Le contexte historique est complètement différent de nos jours. Nos sociétés sont entrainées par un esprit capitaliste qui n’a aucun frein : la croissance est recherchée pour elle-même, nous retrouvons la question de l’excès. L’enrichissement capitaliste autorise influence politique et main-mise militaire. La puissance techno-scientifique n’a pas de limite et se justifie par la possibilité de satisfaire tous les désirs qu’elle multiplie au nom d’un bonheur matériel qu’elle présente tout proche. Le philosophe Dominique Bourg pose que le contrat social démocratique moderne est fondé sur la garantie de l’abondance. La seule finalité depuis la disparition à partir du XVIème siècle de toute finalité transcendante est l’accumulation des moyens et des biens. On est loin de la « sobriété heureuse ».

Or l’invitation à la sobriété on la trouve déjà dans la philosophie antique : Epicure en particulier mais aussi le stoïcien Epictète dans un appel à la sagesse de l’âme. Aux temps modernes D.H.Thoreau ou Ivan Illich ou encore Pierre Rabbi ont invité à une limitation des moyens : mais cela nous apparaît comme une épouvantable répression des désirs individuels et une contrainte invalidante. Une visée spartiate en quelque sorte. La différence essentielle est qu’aujourd’hui la contrainte si elle apparaît soudainement très politique avec les discours de Macron  est devenue surtout une réalité de la biosphère : dégradation accélérées des terres, méga feux de forêt, réchauffement, désertification, inondations, perte de diversité biologique… Or cette contrainte nous est imposée par notre propre entêtement, notre démesure capitaliste. Nous ne l’éviterons pas à moins de :

  1. Reprendre une démarche réflexive, organisatrice et juste, une pensée profonde à l’image de celle d’Athéna dans la tragédie d’Eschyle, les Euménides, où elle repense toute la justice dans la cité.
  2. Oublier l’objectif de la croissance à court terme du PIB dont les politiques se sont faits les gardiens depuis la guerre pour rechercher une vision de long terme et une répartion plus juste de la richesse qui est indissociable de la sobriété.
  3. Encourager une créativité, en particulier artistique mais aussi relationnelle, politique, pédagogique… qu’Apollon nous invite à suivre. Le Dieu des formes peut être invoqué pour inventer de nouveaux modes de vie, de nouvelles relations à soi-même aussi.

Car l’Homme est malgté tout un conquérant. Cependant rien n’indique que cette conquête doit prendre la forme de gains de territoire ou d’un enrichissement effréné qui, d’ailleurs, n’est réservé qu’à une petite élite. La conquête peut être intérieure, elle peut être une élévation de la conscience et de l’amour, une recherche de sens et de valeur d’une vie. Apollon en son domaine y invite : « Connais-toi toi-même » inscrit sur le temple de Delphes est aussi le mot d’ordre de Socrate, à l’origine de la philosophie. Ce n’est pas nouveau et reste pourtant très actuel.

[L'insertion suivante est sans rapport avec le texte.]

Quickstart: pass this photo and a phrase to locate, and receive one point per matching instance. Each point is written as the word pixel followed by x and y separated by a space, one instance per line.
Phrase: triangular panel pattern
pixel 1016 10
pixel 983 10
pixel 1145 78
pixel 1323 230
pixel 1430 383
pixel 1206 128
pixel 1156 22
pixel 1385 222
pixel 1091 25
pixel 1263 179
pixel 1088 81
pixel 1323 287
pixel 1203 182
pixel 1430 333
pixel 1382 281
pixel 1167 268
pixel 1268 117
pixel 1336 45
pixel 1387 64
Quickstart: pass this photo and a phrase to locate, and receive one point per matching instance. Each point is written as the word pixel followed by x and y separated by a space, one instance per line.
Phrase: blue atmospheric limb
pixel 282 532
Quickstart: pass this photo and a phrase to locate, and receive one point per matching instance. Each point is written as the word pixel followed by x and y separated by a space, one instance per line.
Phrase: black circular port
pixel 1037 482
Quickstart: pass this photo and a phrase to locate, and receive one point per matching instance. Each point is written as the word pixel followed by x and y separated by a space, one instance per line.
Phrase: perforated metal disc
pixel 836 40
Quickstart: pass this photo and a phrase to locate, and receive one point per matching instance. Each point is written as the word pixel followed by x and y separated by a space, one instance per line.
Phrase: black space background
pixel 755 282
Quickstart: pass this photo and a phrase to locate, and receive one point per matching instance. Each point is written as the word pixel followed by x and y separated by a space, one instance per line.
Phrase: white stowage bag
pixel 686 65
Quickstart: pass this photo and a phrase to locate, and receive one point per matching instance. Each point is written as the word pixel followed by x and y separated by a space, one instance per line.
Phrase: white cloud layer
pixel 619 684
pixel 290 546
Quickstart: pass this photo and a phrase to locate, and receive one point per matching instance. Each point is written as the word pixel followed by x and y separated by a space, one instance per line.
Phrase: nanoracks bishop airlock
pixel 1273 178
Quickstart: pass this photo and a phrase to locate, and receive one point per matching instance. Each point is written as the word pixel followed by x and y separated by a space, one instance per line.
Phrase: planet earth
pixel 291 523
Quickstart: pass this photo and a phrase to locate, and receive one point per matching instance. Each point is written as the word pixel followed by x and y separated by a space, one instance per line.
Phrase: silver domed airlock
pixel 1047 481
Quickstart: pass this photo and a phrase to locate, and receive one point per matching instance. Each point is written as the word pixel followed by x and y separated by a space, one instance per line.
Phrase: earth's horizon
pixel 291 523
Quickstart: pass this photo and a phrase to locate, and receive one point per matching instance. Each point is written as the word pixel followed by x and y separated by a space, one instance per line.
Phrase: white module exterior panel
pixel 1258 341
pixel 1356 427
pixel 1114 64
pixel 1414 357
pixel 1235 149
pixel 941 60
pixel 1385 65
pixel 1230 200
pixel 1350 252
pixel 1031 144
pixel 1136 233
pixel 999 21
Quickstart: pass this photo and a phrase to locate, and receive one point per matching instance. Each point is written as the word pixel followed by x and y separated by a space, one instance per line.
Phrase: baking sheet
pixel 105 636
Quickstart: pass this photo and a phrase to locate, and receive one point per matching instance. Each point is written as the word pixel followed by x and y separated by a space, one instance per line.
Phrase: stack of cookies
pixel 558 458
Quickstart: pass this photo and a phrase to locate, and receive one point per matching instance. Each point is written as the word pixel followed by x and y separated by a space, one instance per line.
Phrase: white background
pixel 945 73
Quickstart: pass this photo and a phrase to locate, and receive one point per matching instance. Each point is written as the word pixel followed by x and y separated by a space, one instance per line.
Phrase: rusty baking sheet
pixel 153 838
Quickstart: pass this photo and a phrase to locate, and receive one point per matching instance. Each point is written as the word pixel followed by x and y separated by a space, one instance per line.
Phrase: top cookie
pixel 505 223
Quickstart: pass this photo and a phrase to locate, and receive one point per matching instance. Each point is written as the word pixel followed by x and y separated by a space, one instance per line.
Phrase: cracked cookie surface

Autrement dit la sobriété n’est pas une privation. Elle ne l’est qu’aux yeux d’un système économique boulimique qui transforme tout désir en  plaisir objectal et produit de masse. La « sobriété » présidentielle n’est qu’un nouveau mot d’ordre politique qui reflète une servilité aux puissances économiques qui se fonde, lui, sur l’excès et la démesure.  Car si l’homme est fait pour l’excès (la part maudite de Bataille) c’est vers un excès de la pensée et une démesure de l’amour qu’il doit se diriger. St Augustin écrivait que la mesure de l’amour était d’aimer sans mesure. La démesure est de l’ordre du sacré et c’est cela que nous devons retrouver.

La sobriété n'est pas une tristesse de vie, elle peut au contraire se concevoir et se vivre comme une ivresse du cœur et une ouverture des sens.

La vraie sobriété est une nouvelle forme de discipline pour l'humain capable d'allier plaisir, créativité et pensée.